This might work:
"Mounjaro and me: the weight of ‘normal’
After living her adult life with PCOS and steady weight gain, Phoebe Lee, Red’s senior beauty writer reflects on her 14-month journey using a GLP-1
When something has the power to truly change your life, how do you weigh that against the collective judgment — as well as fascination, sometimes envy — of other people? I’ve always been hypersensitive to other people’s negativity, so I didn’t expect to tune it out so easily when I first started using the weight-loss injection Mounjaro. Faced with my own suffering, I found the weight of others’ judgment began to fade.
If starting the injections hadn’t been so life-changing — and, honestly, life-giving — I might feel differently. My relationship with my body began to unravel in my early 20s, as I reached peak fertility and my hormones were rampant. Despite walking 10,000 steps a day between university campuses and keeping my diet steady, I gained 28kg (4st 6lb) in two years. My relationship with food warped; it seemed my body didn’t play by the same rules as everyone else’s. Whether I ate a bowl of vegetables or a bar of chocolate, the result was the same: I gained. It was the era of TV talking-head Katie Hopkins, and I remember hearing her voice ring from the television one morning, saying something cruel like, ‘Fat people are lazy. It’s simple! Eat less and move more.’
With no symptoms other than weight gain, diagnosis was a challenge. Eventually, extensive blood tests revealed I had insulin-resistant PCOS: a hormonal and metabolic tangle that causes high blood sugar and, in turn, more of the fat-storage hormone insulin. In simple terms, my body was in permanent squirrel mode.
The advice from GPs was a medical echo of Hopkins’ slogan. I tried a high-protein diet, keto, a low-inflammation diet and various calorie deficits. Then, two years ago, when I was 25, my partner added me to his private healthcare plan. Finally, I got to see an endocrinologist, who sent me for blood tests. A Zoom call with him marked the end of years of punishing diets, food anxiety and cursing my genes. ‘I think we should try tirzepatide,’ he said. ‘Many of my PCOS patients have had brilliant results.’
I gave myself the first injection a week later, holding my breath, waiting for the scratch. After a smooth first month on the starter dose, where I lost 15lb, the second was rough: nausea, acid reflux and indigestion. By month three, things had shifted. My body began to respond as it should. When I ate well, I felt well. When I moved, I saw the difference. The side effects eased, and I’ve since settled at a 10mg weekly dose, continuing to lose a steady couple of pounds a week.
A year later, I inject on Thursdays and I’m not properly hungry — although I do eat — until Tuesday.

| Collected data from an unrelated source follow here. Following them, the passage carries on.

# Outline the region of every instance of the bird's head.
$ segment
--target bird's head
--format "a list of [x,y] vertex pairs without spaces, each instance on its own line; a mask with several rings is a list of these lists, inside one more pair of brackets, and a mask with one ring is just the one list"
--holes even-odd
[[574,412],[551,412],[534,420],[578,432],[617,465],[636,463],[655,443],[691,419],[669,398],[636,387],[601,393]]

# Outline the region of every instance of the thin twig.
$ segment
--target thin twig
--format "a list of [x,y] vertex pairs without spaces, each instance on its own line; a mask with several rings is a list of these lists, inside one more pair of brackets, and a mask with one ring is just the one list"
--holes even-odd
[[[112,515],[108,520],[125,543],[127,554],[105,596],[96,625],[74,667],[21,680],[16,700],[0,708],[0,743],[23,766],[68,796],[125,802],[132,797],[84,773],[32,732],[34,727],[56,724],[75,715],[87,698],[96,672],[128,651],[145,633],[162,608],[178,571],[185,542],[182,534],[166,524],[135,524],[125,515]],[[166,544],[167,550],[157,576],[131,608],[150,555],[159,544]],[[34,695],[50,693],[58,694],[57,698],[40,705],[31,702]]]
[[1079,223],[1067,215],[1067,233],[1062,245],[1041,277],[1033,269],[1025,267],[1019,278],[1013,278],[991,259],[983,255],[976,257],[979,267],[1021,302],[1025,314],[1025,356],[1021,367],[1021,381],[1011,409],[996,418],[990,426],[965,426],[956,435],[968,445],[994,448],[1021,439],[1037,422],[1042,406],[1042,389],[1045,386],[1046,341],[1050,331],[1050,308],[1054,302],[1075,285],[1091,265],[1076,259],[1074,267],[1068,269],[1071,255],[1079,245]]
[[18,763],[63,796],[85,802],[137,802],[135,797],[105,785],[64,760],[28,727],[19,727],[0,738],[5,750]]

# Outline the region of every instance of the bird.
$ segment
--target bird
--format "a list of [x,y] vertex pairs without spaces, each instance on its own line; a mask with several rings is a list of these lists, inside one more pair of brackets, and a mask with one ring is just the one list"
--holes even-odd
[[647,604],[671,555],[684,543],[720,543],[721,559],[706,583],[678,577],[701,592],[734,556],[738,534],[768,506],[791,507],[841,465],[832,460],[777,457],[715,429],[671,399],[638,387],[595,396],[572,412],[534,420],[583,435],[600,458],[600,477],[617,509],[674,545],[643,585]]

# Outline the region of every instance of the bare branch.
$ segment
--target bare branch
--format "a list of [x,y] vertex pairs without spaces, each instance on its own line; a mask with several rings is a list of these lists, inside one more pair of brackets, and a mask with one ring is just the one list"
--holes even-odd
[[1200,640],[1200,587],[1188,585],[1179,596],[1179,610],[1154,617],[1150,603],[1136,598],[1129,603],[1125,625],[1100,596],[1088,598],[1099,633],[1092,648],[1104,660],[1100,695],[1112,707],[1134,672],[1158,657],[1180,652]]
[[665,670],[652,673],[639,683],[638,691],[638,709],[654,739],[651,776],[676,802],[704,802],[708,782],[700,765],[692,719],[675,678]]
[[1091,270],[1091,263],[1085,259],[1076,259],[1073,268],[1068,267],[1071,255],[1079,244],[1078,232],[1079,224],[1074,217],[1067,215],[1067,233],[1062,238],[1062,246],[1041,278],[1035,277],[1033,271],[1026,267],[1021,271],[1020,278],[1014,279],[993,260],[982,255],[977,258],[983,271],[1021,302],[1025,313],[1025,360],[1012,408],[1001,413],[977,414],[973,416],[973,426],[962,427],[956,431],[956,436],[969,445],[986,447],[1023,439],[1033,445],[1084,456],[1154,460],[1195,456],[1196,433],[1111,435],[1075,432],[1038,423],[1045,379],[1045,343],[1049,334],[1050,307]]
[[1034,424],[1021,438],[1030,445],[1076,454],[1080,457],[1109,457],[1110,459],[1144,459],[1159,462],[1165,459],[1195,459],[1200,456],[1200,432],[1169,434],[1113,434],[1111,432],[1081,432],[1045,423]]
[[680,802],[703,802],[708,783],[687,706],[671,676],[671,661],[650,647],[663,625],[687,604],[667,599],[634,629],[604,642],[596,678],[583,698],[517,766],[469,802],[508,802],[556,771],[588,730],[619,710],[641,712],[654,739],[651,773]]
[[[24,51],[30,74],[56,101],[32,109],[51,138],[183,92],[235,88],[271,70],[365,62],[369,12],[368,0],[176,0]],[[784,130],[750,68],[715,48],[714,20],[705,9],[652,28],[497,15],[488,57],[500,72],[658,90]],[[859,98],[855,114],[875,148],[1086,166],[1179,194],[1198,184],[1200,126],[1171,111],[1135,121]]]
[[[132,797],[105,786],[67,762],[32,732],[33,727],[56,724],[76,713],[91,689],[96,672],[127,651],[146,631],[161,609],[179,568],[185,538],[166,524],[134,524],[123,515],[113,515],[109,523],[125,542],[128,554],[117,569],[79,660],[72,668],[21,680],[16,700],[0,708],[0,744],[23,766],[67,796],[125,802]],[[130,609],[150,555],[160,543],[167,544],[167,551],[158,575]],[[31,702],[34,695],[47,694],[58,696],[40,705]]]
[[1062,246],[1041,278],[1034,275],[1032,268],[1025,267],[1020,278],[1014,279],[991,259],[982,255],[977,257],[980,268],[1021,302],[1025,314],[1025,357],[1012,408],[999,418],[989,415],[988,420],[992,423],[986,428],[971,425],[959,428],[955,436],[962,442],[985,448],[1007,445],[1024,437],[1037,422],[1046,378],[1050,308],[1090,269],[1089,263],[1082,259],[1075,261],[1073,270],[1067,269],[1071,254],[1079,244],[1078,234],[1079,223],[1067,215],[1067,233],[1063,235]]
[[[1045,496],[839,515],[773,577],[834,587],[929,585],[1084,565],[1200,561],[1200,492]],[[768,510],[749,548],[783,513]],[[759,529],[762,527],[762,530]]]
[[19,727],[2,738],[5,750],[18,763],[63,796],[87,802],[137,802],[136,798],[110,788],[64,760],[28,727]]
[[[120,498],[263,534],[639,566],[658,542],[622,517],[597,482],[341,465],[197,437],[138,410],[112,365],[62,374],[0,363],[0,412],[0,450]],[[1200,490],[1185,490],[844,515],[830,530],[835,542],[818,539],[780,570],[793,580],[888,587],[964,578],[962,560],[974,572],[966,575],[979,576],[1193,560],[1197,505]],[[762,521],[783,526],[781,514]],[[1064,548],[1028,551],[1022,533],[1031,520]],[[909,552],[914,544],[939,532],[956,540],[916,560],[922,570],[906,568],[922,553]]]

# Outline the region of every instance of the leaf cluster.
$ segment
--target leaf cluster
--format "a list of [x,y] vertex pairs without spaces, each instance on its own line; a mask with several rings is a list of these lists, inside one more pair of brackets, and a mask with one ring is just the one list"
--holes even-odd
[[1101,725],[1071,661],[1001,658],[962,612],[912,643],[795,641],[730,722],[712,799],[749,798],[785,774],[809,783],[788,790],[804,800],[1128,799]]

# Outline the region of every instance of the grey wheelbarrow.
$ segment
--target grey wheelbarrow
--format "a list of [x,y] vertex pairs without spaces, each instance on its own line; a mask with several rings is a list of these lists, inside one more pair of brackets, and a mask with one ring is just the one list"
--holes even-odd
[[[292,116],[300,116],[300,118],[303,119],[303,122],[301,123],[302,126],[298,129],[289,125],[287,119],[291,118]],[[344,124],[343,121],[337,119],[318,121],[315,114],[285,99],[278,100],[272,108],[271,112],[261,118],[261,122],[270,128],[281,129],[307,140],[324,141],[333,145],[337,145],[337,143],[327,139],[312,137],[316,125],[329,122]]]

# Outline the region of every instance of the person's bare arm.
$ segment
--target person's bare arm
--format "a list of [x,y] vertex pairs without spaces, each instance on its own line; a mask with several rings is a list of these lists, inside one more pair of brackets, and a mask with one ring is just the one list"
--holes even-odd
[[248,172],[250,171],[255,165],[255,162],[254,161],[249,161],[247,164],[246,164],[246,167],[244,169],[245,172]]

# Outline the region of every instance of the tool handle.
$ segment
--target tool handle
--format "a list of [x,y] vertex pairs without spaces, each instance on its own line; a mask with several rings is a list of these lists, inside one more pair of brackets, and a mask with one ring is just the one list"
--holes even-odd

It’s a relief: without hunger, I don’t feel the need to examine every morsel of food, wondering how my body might metabolise it. I’m definitely eating less, of course, but the cruel reality is that I was never a massive eater in the first place. People often ask if I miss food. The truth is that I still eat — especially the delicious things, such as my dad’s pasta — but much less of it. I enjoy food more, actually, knowing that my body will metabolise it like a ‘normal’ person.
What I’m most grateful for is access: to expert care, to regular blood monitoring. Within a year, I no longer met the diagnostic criteria for PCOS. After years of chasing equilibrium, I feel my body is behaving as if it’s metabolically ‘normal’: there’s a clear link between effort and outcome. I’ve lost just over 6st (around 40kg), with a little left to go before reaching a ‘healthy’ BMI of 25. What’s changed most is my mental state. I can read the fashion pages of this magazine with relish, and change clothes in front of friends without wanting to disappear.
I recognise that conversations about weight can be triggering, and this drug being used by some for aesthetic reasons is controversial, but I am using it for my health. I’ve just bought my first pair of jeans in a decade and now love hiking for hours across the South Downs. Before, I’d feel like there was an elastic band wrapped around my lungs and my legs felt sandbagged. I am relearning what my body can do — and marvelling at it.
My endocrinologist tells me that, much like a diabetic, I’m a prime candidate for being on a maintenance dose for life. It has become my lifeline, which is why recent reports of price hikes are a source of anxiety. For context, my prescription was £220 a month; my pharmacist predicts £380. I’ve no idea how I’ll cover the cost, only that I must. My hope is that GLP-1s become accessible treatment options for all women like me, not just a privilege for the few. Because behind every debate about ‘quick fixes’ and ‘vanity’ are real people, simply trying to feel however ‘normal’ feels to them. For me, this medication isn’t about perfection. It’s about possibility."